Texas could become an independent country. This is the wish of some members of the Republican Party of this state, the second most populous in the United States with 29.5 million citizens, who are calling for a referendum to decide their sovereignty. The truth is that Texas was already independent on two occasions throughout the 19th century, in 1836 and 1861, lasting nine years on both occasions, until its eventual reincorporation into the country.

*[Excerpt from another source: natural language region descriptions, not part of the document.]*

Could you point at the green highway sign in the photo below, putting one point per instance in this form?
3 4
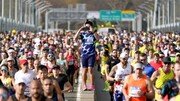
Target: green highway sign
128 15
110 15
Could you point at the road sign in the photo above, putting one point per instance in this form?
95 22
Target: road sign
128 15
110 15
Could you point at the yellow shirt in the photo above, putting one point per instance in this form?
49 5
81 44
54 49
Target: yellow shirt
163 78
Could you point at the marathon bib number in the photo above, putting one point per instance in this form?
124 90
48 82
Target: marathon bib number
133 91
89 40
118 87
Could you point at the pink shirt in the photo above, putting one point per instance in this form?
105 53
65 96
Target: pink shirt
156 65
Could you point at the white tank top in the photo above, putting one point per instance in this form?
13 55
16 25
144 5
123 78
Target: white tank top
122 72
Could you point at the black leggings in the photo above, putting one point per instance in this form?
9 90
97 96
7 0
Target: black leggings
70 73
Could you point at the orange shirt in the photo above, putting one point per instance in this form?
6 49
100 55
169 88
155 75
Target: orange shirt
137 85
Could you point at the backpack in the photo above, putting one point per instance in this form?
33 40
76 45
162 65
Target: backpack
170 88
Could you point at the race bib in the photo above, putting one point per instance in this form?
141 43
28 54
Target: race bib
118 87
133 91
90 40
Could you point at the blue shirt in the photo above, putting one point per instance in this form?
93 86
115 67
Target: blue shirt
88 43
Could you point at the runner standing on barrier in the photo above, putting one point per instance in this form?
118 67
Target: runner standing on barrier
88 38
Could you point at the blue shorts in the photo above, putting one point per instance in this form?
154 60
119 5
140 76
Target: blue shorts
88 61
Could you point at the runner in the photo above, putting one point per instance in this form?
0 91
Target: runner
138 87
87 52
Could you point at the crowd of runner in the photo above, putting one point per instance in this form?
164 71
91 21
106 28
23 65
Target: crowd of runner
134 66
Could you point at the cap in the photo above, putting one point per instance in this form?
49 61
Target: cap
10 59
19 80
23 61
30 58
4 68
167 60
138 66
123 55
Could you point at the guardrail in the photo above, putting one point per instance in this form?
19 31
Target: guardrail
172 27
7 24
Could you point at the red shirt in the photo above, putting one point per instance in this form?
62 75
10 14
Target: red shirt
156 65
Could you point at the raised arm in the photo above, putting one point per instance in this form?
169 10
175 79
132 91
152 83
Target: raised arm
150 94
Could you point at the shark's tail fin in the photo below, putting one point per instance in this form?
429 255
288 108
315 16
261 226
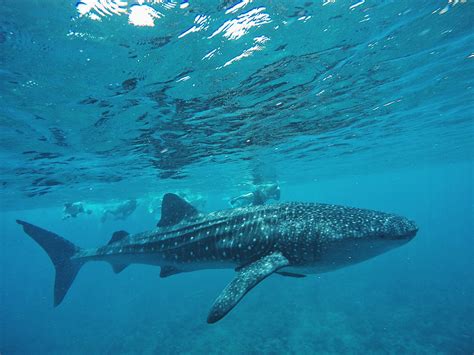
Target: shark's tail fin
60 252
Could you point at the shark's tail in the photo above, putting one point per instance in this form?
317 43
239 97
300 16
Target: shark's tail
60 252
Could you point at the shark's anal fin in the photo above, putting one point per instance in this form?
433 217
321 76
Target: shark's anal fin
174 209
167 270
247 277
290 274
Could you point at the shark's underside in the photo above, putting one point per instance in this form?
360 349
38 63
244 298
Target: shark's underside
292 239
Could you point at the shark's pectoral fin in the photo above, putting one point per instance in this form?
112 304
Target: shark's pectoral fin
290 274
118 236
247 277
168 271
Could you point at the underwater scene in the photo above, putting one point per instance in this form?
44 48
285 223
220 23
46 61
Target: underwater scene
236 177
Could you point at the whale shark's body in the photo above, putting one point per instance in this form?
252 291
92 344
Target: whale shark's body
291 239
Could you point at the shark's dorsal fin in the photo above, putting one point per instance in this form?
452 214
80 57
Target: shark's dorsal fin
247 277
167 270
174 209
119 267
119 235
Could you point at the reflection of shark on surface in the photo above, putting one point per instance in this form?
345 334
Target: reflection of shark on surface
290 239
122 211
72 210
259 196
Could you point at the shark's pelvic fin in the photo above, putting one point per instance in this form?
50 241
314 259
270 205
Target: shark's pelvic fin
247 277
117 236
167 270
174 209
60 252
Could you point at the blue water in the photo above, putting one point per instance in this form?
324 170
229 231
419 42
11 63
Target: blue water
366 104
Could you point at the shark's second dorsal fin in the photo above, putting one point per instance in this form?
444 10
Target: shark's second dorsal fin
247 277
174 209
168 270
119 235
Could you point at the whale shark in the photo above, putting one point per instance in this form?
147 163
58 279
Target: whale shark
287 239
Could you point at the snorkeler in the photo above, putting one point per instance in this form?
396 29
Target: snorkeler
72 210
122 211
262 194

Texas would join the international trend of claiming its own national identity, as has happened with Scotland, Flanders or Catalonia. The English newspaper The Independent reports that at the biennial convention of the Republican Party of Texas, held this June, the conservatives have asked for a bill to be approved so that this issue is voted on in the 2023 Texas elections, and so "reaffirm its status as an independent nation."
In 1869 the Supreme Court ruled on this claim in the case 'Texas vs. White', when the state was independent from the rest of the United States, and a year later it became part of the country again, definitively, after the Civil War. In 2006, Justice ruled again, when Justice Antonin Scalia defended that "if there was any constitutional problem resolved by the Civil War, it is that there is no right to secession", as reported by the aforementioned British newspaper.
This is not the only debate that the Texan Republicans opened. This delegation from the party of Trump, Bush and Reagan, known for being the most conservative and controversial of said formation, voted in favor of rejecting the result of the 2020 elections, thus supporting the thesis that Joe Biden is an "illegitimate president" .
They also defended the legality of guns and called for the repeal of the 1965 Voting Rights Act and for homosexuality to be considered "an abnormal lifestyle choice": "We believe that there should be no granting of special legal rights or creation of a special status for homosexual behavior, regardless of the state of origin, “they defended, also according to The Independent.
The decisions made and voted on in these party events have no binding legal validity, and their objective is none other than directing the next electoral program and the Republican ideological discourse.